As new members of Congress — especially those who might not have traditional political experience — garner media coverage, Chen expects topics such as housing affordability and financial security to arise more frequently. In November, Bush, then a representative-elect, declared on Twitter that “the reality of being a regular person going to Congress” is expensive, particularly when it comes to assembling an appropriate business wardrobe. Other members of Congress jumped in to recommend clothing rental sites or thrifting hacks, practical solutions to a very real problem.

Ocasio-Cortez similarly expressed that her transition period was “very unusual” because she had to live without a salary for three months before she was sworn in. In 2018, she told the New York Times she was concerned about how to get an apartment, saying, “Those little things are very real.”
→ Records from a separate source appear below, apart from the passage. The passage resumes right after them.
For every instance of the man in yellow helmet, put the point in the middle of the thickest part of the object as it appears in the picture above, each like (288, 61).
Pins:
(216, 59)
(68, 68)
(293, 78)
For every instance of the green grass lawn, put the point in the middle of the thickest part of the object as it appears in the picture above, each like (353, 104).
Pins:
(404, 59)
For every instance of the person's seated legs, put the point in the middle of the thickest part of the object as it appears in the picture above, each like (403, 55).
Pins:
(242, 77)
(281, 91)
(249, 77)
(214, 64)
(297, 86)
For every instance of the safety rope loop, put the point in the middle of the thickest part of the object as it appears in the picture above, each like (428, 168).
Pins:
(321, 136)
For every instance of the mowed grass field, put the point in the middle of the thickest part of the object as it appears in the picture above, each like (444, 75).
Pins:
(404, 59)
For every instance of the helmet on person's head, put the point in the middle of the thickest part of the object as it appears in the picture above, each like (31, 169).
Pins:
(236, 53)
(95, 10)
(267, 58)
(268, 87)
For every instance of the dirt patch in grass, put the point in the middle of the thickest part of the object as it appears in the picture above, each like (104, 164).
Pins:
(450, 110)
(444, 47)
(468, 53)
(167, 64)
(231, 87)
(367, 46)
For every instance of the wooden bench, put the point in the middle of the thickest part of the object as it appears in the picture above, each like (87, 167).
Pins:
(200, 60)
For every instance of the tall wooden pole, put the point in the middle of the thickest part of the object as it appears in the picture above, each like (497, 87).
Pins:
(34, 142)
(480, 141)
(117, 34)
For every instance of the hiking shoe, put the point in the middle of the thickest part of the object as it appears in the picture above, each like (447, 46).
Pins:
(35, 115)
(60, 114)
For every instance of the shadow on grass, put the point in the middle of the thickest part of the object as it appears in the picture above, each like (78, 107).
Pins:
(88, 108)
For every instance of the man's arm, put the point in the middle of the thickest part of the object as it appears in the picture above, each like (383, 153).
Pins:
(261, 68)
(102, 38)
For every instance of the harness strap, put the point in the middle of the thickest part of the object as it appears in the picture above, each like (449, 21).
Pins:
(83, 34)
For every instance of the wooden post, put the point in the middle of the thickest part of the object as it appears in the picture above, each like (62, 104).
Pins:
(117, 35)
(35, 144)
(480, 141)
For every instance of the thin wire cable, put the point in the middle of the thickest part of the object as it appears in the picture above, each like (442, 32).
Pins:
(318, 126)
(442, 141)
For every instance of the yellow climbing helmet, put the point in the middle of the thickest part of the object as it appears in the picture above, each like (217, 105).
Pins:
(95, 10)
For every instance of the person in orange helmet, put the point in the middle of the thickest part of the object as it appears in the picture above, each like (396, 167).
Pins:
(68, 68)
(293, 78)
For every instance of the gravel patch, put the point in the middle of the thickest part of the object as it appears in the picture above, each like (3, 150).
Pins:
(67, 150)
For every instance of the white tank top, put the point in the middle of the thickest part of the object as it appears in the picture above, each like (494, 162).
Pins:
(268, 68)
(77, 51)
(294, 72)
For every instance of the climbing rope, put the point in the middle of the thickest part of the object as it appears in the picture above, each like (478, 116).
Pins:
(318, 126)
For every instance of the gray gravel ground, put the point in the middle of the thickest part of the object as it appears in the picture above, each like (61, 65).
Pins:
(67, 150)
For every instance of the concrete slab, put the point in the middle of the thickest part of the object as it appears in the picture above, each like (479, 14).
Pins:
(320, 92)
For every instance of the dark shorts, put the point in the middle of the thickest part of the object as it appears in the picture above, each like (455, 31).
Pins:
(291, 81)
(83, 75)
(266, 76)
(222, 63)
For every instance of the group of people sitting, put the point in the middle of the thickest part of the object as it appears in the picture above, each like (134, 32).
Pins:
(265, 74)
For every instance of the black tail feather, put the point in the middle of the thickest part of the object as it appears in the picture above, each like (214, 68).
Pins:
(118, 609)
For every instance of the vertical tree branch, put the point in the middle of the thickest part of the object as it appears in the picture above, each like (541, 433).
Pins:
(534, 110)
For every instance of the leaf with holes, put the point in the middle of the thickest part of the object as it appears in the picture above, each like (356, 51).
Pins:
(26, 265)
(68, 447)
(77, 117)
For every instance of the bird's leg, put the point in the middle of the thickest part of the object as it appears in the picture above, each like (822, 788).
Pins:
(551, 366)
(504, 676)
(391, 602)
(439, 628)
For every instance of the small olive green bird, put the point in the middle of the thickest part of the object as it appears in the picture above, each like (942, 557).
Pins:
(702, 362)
“Working people absolutely think about housing security or whether they can reinvent their wardrobe to start a new job,” Chen told me. “It’s a useful reminder when it comes to the role class plays, since these are things middle- to upper-class people don’t usually think about.”

The media attention that surrounds the material uncertainty of a handful of representatives might seem excessive, but the lack of such concerns — at least those surfaced by first-time politicians — is perhaps a clearer indication of their wealth and comfort, and it feeds into our expectations of their class status. But as more “regular people” run campaigns and win elections, these very real issues become part of a politician’s story and, to a larger extent, their platform.

“We haven’t changed anything about the way that we fund our elected officials,” Chen said. “It’s the change in media coverage, candidate recruitment, and awareness of what it means to transition into this new lifestyle.”